I went on a cruise and now can't get back to lower glucoses. I'm worried. I screwed up on the cruise a little; I tried to eat all the good things, but maybe ate too much, because I felt deprived. Did I use up all my own insulin now and am needing more insulin? I have had type 1 diabetes now for 4 months. I'm on insulin: Lantus 3 units at night and Humalog with meals. My numbers were 150 in the morning and doing well before the cruise. My a1c came down to 8 from 11 .

Patty Bonsignore


Many people with newly diagnosed type 1 diabetes, shortly after diagnosis, experience a time of well-controlled blood glucose levels and low insulin doses. We traditionally call this the “honeymoon phase,” because during this time the body still makes insulin and blood glucose levels are fairly easy to control. However, as with all honeymoons, this time period does come to an end. How soon it ends for any given person is unpredictable. For some, the honeymoon can last a few weeks, while for others it can last several months.

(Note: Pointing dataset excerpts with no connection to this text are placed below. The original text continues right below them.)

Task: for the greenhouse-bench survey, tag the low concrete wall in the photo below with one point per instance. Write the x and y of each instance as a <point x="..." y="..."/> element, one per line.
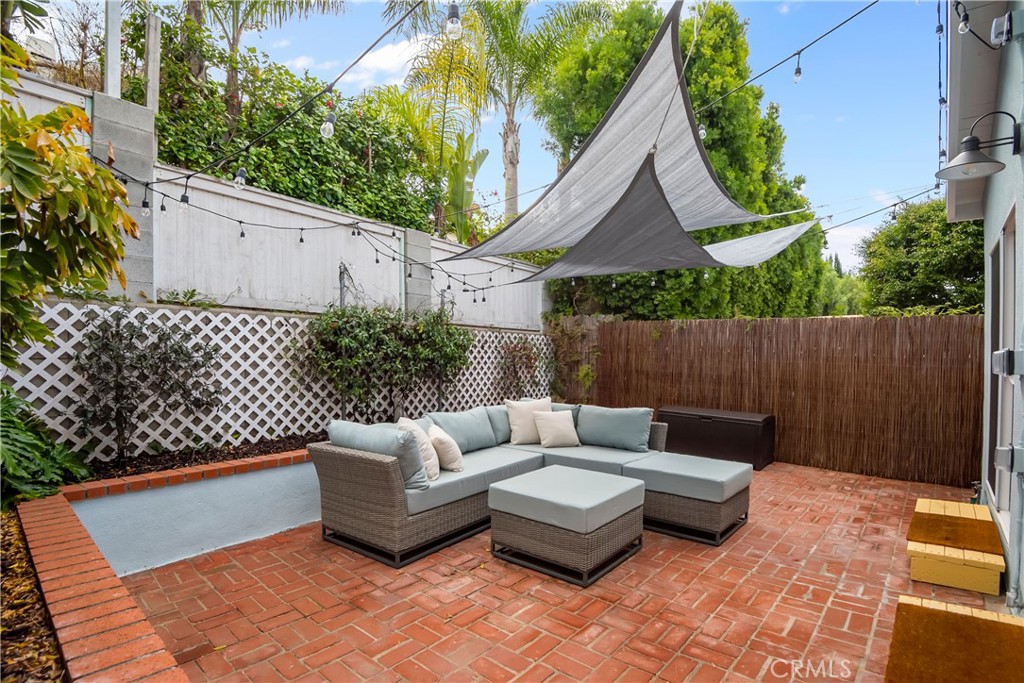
<point x="148" y="528"/>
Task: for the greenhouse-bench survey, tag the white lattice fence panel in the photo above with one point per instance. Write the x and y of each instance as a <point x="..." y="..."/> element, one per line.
<point x="264" y="396"/>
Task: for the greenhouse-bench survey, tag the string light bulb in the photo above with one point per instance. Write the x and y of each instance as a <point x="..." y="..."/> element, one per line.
<point x="965" y="24"/>
<point x="327" y="128"/>
<point x="453" y="27"/>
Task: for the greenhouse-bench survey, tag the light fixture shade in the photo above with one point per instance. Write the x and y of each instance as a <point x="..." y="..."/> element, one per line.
<point x="971" y="163"/>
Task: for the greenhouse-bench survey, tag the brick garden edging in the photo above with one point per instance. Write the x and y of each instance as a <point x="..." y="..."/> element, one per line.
<point x="101" y="631"/>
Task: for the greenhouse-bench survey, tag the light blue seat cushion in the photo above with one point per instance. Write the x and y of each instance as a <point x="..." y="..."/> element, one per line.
<point x="702" y="478"/>
<point x="593" y="458"/>
<point x="482" y="469"/>
<point x="499" y="416"/>
<point x="627" y="428"/>
<point x="567" y="498"/>
<point x="470" y="429"/>
<point x="386" y="440"/>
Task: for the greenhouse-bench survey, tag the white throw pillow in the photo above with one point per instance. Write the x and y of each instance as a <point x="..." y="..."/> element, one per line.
<point x="449" y="455"/>
<point x="427" y="452"/>
<point x="556" y="429"/>
<point x="521" y="419"/>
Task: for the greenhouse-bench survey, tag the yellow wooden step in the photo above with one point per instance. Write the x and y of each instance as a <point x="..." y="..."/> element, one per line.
<point x="962" y="609"/>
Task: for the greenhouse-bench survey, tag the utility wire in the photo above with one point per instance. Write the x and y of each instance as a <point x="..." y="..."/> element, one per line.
<point x="782" y="61"/>
<point x="682" y="72"/>
<point x="291" y="115"/>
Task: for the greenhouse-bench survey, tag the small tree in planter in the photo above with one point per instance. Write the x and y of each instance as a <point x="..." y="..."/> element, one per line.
<point x="129" y="367"/>
<point x="372" y="352"/>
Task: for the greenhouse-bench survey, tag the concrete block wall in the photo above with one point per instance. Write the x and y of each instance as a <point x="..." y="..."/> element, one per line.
<point x="129" y="130"/>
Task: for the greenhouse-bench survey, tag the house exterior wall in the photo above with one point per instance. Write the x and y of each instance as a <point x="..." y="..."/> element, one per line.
<point x="1004" y="214"/>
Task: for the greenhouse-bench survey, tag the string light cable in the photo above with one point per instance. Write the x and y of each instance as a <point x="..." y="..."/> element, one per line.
<point x="965" y="26"/>
<point x="381" y="246"/>
<point x="782" y="61"/>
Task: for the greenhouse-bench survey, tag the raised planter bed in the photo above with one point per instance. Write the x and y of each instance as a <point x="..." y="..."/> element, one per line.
<point x="102" y="633"/>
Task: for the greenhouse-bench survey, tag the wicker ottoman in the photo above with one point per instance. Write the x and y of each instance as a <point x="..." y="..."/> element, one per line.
<point x="698" y="499"/>
<point x="574" y="524"/>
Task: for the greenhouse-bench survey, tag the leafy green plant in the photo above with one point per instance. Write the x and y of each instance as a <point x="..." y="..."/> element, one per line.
<point x="189" y="297"/>
<point x="916" y="260"/>
<point x="61" y="217"/>
<point x="517" y="368"/>
<point x="131" y="369"/>
<point x="34" y="465"/>
<point x="367" y="352"/>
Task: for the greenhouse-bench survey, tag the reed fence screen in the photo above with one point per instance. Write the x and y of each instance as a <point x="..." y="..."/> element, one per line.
<point x="891" y="397"/>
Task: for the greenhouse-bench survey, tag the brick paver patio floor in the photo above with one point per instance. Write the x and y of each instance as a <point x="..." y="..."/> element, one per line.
<point x="813" y="577"/>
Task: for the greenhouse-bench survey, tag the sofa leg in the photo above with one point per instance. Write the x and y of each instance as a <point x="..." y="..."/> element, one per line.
<point x="404" y="557"/>
<point x="691" y="534"/>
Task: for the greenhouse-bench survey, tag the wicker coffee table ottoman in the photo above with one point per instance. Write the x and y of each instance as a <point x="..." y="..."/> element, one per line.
<point x="574" y="524"/>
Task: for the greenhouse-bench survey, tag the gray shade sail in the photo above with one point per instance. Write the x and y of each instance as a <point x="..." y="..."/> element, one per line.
<point x="640" y="128"/>
<point x="617" y="244"/>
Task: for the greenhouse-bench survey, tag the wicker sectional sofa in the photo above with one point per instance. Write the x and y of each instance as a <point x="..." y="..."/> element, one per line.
<point x="366" y="507"/>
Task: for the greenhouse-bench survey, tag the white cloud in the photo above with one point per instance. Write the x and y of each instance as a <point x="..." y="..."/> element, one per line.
<point x="883" y="198"/>
<point x="306" y="62"/>
<point x="385" y="66"/>
<point x="844" y="242"/>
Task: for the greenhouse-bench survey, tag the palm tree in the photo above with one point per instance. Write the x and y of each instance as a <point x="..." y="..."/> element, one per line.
<point x="233" y="17"/>
<point x="517" y="54"/>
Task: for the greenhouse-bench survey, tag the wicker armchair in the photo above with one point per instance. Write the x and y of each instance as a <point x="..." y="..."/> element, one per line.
<point x="364" y="506"/>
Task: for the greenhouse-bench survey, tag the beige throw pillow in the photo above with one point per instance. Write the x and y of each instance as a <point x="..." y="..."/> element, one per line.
<point x="521" y="419"/>
<point x="449" y="455"/>
<point x="427" y="452"/>
<point x="556" y="429"/>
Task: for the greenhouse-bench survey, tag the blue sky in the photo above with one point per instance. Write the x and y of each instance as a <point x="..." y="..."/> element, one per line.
<point x="861" y="125"/>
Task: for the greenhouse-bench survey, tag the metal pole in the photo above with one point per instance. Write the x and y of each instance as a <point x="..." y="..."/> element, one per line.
<point x="112" y="63"/>
<point x="153" y="61"/>
<point x="342" y="273"/>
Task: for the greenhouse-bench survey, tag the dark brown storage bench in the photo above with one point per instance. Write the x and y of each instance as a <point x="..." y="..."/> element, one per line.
<point x="745" y="437"/>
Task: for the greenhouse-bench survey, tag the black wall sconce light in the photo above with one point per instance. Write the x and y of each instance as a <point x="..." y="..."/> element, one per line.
<point x="972" y="162"/>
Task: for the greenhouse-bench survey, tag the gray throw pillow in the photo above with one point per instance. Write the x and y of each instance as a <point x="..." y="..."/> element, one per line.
<point x="626" y="428"/>
<point x="499" y="416"/>
<point x="470" y="429"/>
<point x="385" y="440"/>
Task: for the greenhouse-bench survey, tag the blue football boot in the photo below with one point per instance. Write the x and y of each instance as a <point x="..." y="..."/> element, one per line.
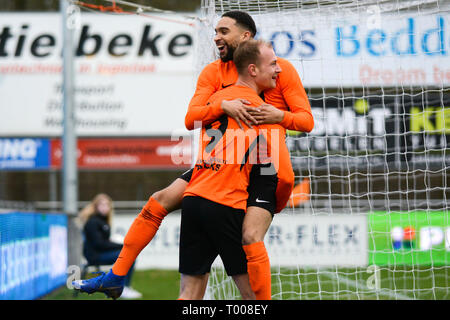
<point x="108" y="283"/>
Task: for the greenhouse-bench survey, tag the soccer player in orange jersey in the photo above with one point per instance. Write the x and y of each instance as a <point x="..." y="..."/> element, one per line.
<point x="286" y="105"/>
<point x="215" y="200"/>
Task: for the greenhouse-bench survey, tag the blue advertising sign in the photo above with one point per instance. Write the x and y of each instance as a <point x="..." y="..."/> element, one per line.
<point x="24" y="153"/>
<point x="33" y="254"/>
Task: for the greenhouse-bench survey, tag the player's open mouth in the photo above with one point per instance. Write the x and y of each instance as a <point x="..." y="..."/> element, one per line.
<point x="221" y="48"/>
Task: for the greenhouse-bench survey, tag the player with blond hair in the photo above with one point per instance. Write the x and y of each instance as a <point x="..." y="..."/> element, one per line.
<point x="286" y="105"/>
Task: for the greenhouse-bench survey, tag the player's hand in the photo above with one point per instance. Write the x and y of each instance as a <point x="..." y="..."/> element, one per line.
<point x="238" y="109"/>
<point x="267" y="114"/>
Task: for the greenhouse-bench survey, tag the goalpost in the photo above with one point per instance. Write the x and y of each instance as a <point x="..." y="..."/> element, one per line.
<point x="372" y="221"/>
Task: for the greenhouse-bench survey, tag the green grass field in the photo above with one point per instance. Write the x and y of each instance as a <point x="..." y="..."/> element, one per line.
<point x="299" y="284"/>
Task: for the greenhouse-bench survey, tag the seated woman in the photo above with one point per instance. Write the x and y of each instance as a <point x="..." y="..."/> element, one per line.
<point x="98" y="249"/>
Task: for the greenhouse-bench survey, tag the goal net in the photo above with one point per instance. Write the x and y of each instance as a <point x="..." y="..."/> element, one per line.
<point x="369" y="218"/>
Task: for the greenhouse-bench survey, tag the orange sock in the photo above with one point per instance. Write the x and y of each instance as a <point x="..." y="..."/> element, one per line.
<point x="141" y="232"/>
<point x="258" y="268"/>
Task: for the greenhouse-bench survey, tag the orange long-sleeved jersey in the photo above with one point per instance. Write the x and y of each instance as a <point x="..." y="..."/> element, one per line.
<point x="288" y="95"/>
<point x="227" y="153"/>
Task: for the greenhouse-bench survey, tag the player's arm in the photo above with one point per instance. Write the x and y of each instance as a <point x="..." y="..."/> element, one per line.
<point x="201" y="110"/>
<point x="299" y="117"/>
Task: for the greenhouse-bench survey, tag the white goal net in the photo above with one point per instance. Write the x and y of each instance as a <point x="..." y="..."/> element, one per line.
<point x="372" y="218"/>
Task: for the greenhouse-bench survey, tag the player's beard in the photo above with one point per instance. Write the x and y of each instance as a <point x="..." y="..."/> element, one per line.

I don’t think you “screwed up;” my guess is that your diabetes is just changing. If your blood glucose levels are still high, even after adjusting back to your pre-cruise eating and exercise habits, it may be that your pancreas is no longer able to make much insulin, causing you to have to take more insulin by injection. There is very little you could have done to prevent this, it is just what happens with type 1 diabetes. During this transition time, a lot of insulin adjustments are needed, so checking blood glucose before meals and at bedtime and close follow up with your diabetes doctor and diabetes educator is important.